Personally, I’m positive to this. One of the things I love with WordPress competitor Movable Type is the ability to roll several blogs in one install.

Most likely this code merge will happen in 3.0, which makes sense and feels right. However, it might even be in 2.9, we’ll have to wait and se about that. Meanwhile, there will be a WordPress MU 2.8, and a traditional WordPress 2.8, so for now this is all plans.

Is merging WordPress and WordPress MU into one project a good idea?

View Comments (19)
  • I think this is what should be done. Developing two projects which are so similar is unnecessary. It is a smart means to move forward.

    As for the backend becoming more complex for newbies, well a simple option to turn on or off MU capabilities will be a feasible solution.

    This change will only make the community larger and more devoted to ensuring WordPress is the most powerful open source blogging platform available.

  • I may have to add to the “bad”.

    Shared webhosting sites, just like Dreamhost, may now get reluctant to have WordPress (as the merged codebase) in stalled in your server. Why? Because just like Dreamhost in paper they basically don’t allow you to install WordPress MU into their server, because of some resources issues. Especially if you’ll be opting for the subdomain instead of the subdirectory option.

  • Yes! VERY GOOD IDEA! I can’t wait!! I will be able to do much more with BuddyPress and multiple blogs. This will make WordPress the most powerfull open source blogging platform ever!

  • There are definitely some pro and cons to this, however, in the long term, this will be the best move WordPress. Most popular blogging platforms have multi-user functionality built in such as Movable Type as was already mentioned. I believe this will help bring two communities together into one in order to build a stronger and better community and support. I love forward to the merger.

  • It’s a sad statement about the state of WordPress that it actually needed to be forked in the first place to add this sort of feature.
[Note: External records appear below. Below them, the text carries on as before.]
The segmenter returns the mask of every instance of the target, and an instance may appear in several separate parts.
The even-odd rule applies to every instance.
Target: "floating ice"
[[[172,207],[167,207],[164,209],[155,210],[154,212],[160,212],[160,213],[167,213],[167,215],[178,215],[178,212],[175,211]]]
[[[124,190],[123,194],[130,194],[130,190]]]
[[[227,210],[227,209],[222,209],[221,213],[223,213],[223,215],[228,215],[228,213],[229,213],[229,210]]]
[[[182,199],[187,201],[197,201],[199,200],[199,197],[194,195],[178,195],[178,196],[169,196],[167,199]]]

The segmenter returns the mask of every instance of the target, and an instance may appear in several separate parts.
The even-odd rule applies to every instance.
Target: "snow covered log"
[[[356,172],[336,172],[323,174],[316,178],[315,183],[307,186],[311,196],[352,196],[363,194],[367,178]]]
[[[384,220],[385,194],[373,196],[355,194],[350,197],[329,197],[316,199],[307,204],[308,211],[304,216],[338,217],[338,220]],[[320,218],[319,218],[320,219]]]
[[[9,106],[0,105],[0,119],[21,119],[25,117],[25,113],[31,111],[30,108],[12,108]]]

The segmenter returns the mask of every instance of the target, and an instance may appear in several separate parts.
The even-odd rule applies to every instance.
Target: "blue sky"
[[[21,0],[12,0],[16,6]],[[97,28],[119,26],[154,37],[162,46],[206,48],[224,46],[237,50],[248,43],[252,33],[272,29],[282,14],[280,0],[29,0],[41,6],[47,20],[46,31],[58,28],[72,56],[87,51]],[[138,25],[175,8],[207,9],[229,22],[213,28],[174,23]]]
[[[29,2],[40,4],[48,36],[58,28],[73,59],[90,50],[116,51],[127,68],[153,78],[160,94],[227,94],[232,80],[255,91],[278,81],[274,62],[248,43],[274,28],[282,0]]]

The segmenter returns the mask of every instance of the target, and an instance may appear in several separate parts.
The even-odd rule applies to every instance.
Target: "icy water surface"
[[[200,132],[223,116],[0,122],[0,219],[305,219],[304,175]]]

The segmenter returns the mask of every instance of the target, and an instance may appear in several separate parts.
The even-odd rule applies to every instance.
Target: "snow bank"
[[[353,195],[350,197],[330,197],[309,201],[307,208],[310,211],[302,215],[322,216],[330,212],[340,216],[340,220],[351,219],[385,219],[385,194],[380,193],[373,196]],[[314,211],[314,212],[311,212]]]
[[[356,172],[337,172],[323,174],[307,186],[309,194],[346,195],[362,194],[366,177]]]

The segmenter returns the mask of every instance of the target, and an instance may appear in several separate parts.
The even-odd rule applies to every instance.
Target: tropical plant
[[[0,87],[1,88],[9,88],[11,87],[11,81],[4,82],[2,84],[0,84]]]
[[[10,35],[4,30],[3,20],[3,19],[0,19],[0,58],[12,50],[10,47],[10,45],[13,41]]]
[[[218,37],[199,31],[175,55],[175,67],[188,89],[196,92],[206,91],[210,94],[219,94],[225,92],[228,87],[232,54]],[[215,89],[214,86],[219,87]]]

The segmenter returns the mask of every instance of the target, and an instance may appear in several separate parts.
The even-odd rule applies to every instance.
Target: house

  • Personally I am looking forward to this so I can streamline new clients. I believe that in order for projects like BuddyPress and bbPress to gain mainstream exposure that this merge is necessary.
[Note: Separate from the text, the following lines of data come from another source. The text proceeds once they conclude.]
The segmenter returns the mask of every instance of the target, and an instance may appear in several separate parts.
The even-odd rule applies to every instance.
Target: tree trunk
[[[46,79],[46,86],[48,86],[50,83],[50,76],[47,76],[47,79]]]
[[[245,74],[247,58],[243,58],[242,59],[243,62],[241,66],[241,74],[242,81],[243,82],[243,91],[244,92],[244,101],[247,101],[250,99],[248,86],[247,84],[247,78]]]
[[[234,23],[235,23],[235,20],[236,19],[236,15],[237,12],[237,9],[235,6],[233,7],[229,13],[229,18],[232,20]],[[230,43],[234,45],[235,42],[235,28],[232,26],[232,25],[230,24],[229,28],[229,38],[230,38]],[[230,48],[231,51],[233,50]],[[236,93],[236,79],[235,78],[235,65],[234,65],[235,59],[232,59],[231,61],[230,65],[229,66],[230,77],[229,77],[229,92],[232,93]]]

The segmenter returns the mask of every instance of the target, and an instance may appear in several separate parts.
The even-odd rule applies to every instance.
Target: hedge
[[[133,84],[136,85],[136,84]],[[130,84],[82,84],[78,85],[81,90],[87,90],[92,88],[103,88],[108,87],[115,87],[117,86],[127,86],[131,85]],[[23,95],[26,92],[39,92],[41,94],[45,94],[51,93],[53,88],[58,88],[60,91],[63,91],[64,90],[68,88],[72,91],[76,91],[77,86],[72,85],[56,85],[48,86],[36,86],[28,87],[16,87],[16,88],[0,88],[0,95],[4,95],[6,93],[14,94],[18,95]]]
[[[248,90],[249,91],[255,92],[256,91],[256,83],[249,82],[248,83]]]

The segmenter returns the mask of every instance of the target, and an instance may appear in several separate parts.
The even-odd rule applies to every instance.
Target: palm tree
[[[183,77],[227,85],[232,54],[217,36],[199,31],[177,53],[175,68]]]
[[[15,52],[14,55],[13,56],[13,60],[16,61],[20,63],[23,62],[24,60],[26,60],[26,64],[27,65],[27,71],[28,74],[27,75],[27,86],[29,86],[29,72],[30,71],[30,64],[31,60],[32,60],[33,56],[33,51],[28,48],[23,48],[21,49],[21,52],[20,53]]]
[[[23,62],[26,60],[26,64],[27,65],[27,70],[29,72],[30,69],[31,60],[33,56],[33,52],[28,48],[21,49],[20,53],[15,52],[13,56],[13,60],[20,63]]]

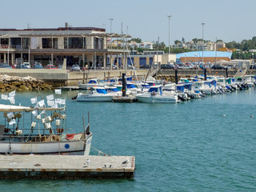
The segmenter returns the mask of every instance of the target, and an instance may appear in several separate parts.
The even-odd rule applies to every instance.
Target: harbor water
[[[134,178],[0,180],[0,191],[256,190],[255,88],[178,104],[77,102],[77,93],[61,96],[67,126],[82,131],[90,111],[92,146],[135,156]],[[17,93],[16,104],[30,105],[38,94]]]

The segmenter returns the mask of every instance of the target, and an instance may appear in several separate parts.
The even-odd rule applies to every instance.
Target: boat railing
[[[5,130],[6,132],[6,129]],[[1,141],[8,141],[8,142],[53,142],[53,141],[67,141],[69,140],[66,138],[66,135],[77,134],[71,128],[67,128],[66,130],[63,129],[52,129],[49,131],[45,131],[42,130],[41,132],[31,131],[31,129],[24,129],[22,130],[23,134],[18,134],[8,130],[8,133],[4,133],[4,134],[0,135]],[[50,132],[50,133],[49,133]],[[84,137],[82,136],[82,138]]]

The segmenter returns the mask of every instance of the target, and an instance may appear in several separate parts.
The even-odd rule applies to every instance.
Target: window
[[[52,48],[52,39],[51,38],[42,38],[42,49]]]
[[[28,49],[29,46],[30,46],[30,38],[22,38],[22,49]]]
[[[83,38],[64,38],[64,49],[82,49]]]

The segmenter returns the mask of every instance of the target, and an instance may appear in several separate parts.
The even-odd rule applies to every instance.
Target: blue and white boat
[[[104,87],[94,87],[90,94],[79,93],[77,102],[112,102],[114,96],[118,96],[116,93],[107,93]]]
[[[162,86],[150,86],[146,93],[136,95],[136,98],[141,102],[172,102],[176,103],[180,102],[178,94],[164,94],[162,93]]]

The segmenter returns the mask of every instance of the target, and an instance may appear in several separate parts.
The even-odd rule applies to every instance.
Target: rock
[[[19,86],[19,88],[22,90],[30,90],[30,88],[28,88],[26,86],[24,86],[24,85],[21,85]]]
[[[15,82],[12,82],[11,84],[15,86],[19,86],[21,85],[21,82],[15,81]]]

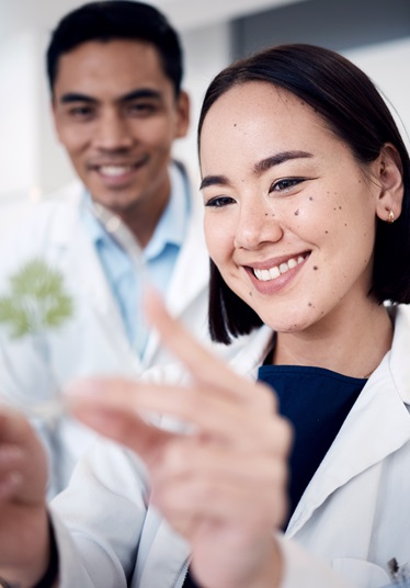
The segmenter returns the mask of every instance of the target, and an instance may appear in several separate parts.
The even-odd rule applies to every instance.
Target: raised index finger
[[[229,365],[205,349],[176,319],[170,316],[159,294],[146,291],[144,308],[148,321],[157,329],[162,343],[184,363],[191,375],[203,384],[249,399],[254,391],[254,382],[247,381],[234,372]],[[272,396],[272,394],[270,393]]]

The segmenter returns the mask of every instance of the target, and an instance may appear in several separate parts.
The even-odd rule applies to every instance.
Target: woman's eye
[[[215,196],[205,202],[205,206],[214,206],[215,208],[220,208],[227,206],[228,204],[234,204],[235,200],[230,196]]]
[[[270,188],[270,193],[272,192],[287,192],[292,188],[295,188],[295,185],[298,185],[304,181],[303,178],[284,178],[283,180],[278,180],[277,182],[274,182]]]

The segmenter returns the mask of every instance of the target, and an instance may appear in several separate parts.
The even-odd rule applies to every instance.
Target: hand
[[[34,430],[0,407],[0,577],[33,586],[48,562],[47,462]]]
[[[93,378],[71,387],[77,418],[145,460],[151,499],[190,542],[206,588],[274,587],[273,540],[286,510],[291,443],[274,394],[205,351],[150,294],[150,323],[192,375],[187,386]],[[149,425],[147,411],[190,423],[191,433]]]

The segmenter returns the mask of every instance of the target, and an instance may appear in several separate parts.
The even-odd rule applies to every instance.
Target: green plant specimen
[[[0,296],[0,324],[9,327],[12,339],[58,328],[72,313],[61,272],[38,258],[13,273],[10,292]]]

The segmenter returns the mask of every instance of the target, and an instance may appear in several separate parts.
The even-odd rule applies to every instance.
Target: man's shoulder
[[[52,242],[61,244],[72,238],[80,195],[78,184],[72,184],[41,202],[27,202],[0,238],[0,263],[4,263],[4,258],[43,255]]]
[[[69,184],[44,196],[39,202],[27,202],[21,217],[15,222],[16,231],[38,230],[46,227],[54,218],[72,214],[79,206],[82,186],[79,183]]]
  • can you imagine a newbie getting the power of Mu?
    1000 spam comments x 1000 spam blogs = 1,000,000 x more b/w!
    (and about 1,000,000 more support questions)

    People should have to pass a “basic knowledge” test before they can activate Mu on their blog! :-)

  • I think I agree with Andy above, bloging for newbies is complicated enough and the internet is becoming over cluttered with rubbish as publishing becomes easier.

    Maybe delivering a cut down version within the main multi user version might be a better alternative. Sort of WordPress standalone within wordPress Enterprise.

  • I think it is a good idea, however, I don’t want to have to wait. :-) I am in the beginning stages of building a niche website network on WPMU. Now, I wonder if I should wait? How difficult do you think the transition from WPMU to WordPress will be? Am I better going back to plain WordPress for my project?

  • am using a new free web hosting provider that has been excellent for my needs. They have a free script installer that will install wordpress for you and I have not experienced any downtime w

  • This brings two important questions to mind:

    Will the new WP have the “old ordinary” WP’s vulnerabilities or the degree of security WPMU has?

    In potential lieu of a secure system, will we be able to remove footprints to lower the risk of hackers finding our sites?